MINNEAPOLIS -- Gov. Tim Walz is reviving and doubling down on his Walz checks proposal, saying he now wants to give families back $2,000 and individuals back $1,000 from the record surplus. This comes after talks for a deal with the GOP collapsed late last week.
"It would be a 15-minute special session, a one-page bill ... It's about $2,000 a family," the governor said. "The biggest thing we can do to improve the quality of life of Minnesotans right now is to put the money back in their hands."
Hope for some kind of a break from state government vanished late last week as talks between the governor and Republican and Democratic state leaders collapsed.
In tonight's Talking Points, Esme Murphy looks at a whole lot of your money that is left on the table
You have been hearing talk of an astronomical state surplus for months now, and you have all also been hearing about some of the proposals to give the money back to taxpayers.

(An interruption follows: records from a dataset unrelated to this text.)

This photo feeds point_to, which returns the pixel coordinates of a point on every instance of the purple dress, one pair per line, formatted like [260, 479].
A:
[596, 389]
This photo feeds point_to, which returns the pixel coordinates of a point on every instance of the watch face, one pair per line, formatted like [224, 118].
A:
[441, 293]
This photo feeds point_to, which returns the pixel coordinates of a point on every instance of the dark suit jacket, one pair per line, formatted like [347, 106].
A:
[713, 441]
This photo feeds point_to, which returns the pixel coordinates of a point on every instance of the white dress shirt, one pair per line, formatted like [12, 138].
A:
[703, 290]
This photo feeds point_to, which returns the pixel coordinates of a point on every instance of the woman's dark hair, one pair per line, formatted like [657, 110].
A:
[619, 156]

First there were proposals for Walz checks in the amount of $500 for individuals and $1,000 per couple. Then there was supposed to be a giant tax deal, for $4 billion, that would have been the biggest tax cut in state history. That deal included the elimination of all taxes on social security income. Minnesota is one of only twelve states that currently taxes social security payments.
But talks on how to give taxpayers a break at a time when they really need it collapsed late last week. Republican Senate Majority Leader Jeremy Miller said he can't agree to the DFL spending plan, which includes $1 billion for education, a billion for health care and human services, and $450 million for public safety.

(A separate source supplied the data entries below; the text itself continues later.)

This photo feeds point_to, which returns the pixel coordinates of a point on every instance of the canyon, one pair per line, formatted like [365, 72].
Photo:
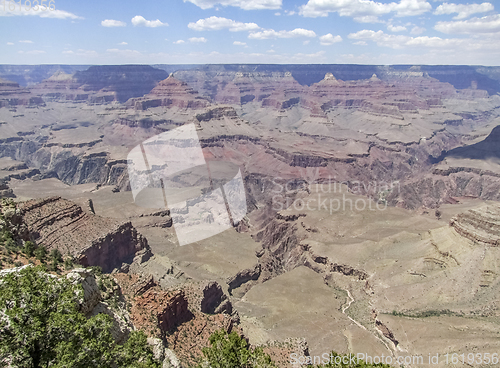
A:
[372, 197]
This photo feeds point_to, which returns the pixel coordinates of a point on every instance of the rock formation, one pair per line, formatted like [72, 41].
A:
[11, 95]
[94, 241]
[479, 225]
[170, 93]
[120, 81]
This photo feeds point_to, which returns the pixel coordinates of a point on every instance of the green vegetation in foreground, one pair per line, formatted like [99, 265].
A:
[232, 351]
[43, 327]
[14, 243]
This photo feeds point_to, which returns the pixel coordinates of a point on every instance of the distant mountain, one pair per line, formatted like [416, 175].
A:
[28, 75]
[486, 149]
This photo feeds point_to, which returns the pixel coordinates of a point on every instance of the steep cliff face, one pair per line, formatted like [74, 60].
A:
[11, 95]
[60, 86]
[479, 225]
[122, 81]
[95, 241]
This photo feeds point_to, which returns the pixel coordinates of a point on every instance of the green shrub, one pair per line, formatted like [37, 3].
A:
[43, 327]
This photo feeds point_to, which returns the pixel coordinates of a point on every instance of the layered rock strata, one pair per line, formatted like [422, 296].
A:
[93, 240]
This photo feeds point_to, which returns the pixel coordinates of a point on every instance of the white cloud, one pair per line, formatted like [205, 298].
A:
[113, 23]
[32, 52]
[417, 30]
[126, 52]
[218, 23]
[400, 41]
[329, 39]
[197, 39]
[59, 14]
[392, 28]
[367, 19]
[139, 20]
[271, 33]
[363, 8]
[463, 10]
[488, 24]
[243, 4]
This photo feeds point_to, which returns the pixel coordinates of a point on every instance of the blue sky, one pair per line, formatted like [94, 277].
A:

Taxpayers are bound to be disappointed and even angry with elected officials for not reaching a deal. And taxpayers will get their chance to weigh in in November. Walz is up for reelection, and so too once again is the entire Minnesota House and Senate. Both Walz and Miller were guests on WCCO Sunday Morning.

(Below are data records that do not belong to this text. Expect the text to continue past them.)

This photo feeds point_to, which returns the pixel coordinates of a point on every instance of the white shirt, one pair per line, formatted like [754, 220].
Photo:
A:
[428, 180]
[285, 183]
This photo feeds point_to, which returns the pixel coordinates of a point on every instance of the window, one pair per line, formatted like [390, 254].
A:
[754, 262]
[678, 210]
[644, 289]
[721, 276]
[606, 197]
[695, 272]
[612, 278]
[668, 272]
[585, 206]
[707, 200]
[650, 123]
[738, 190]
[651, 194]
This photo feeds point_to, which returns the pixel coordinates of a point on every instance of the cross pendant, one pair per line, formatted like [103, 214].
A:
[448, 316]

"I have compromised, compromised, compromised. I'm just saying ... I don't understand the gimmick on that. People are hurting, they need the money," Walz said.
"At the end of the day the spending priorities were just different between Republicans and Democrats, and ultimately and unfortunately we could not reach an agreement," Miller said.
The latest poll in the governor's race shows Walz in a statistical tie with his Republican challenger Dr. Scott Jensen. Legislative races, because they can turn on a handful of votes, are harder to forecast. Control of both the Minnesota House and the Senate this November rests on just a handful of seats, and control of both those bodies will likely be determined by voter turnout.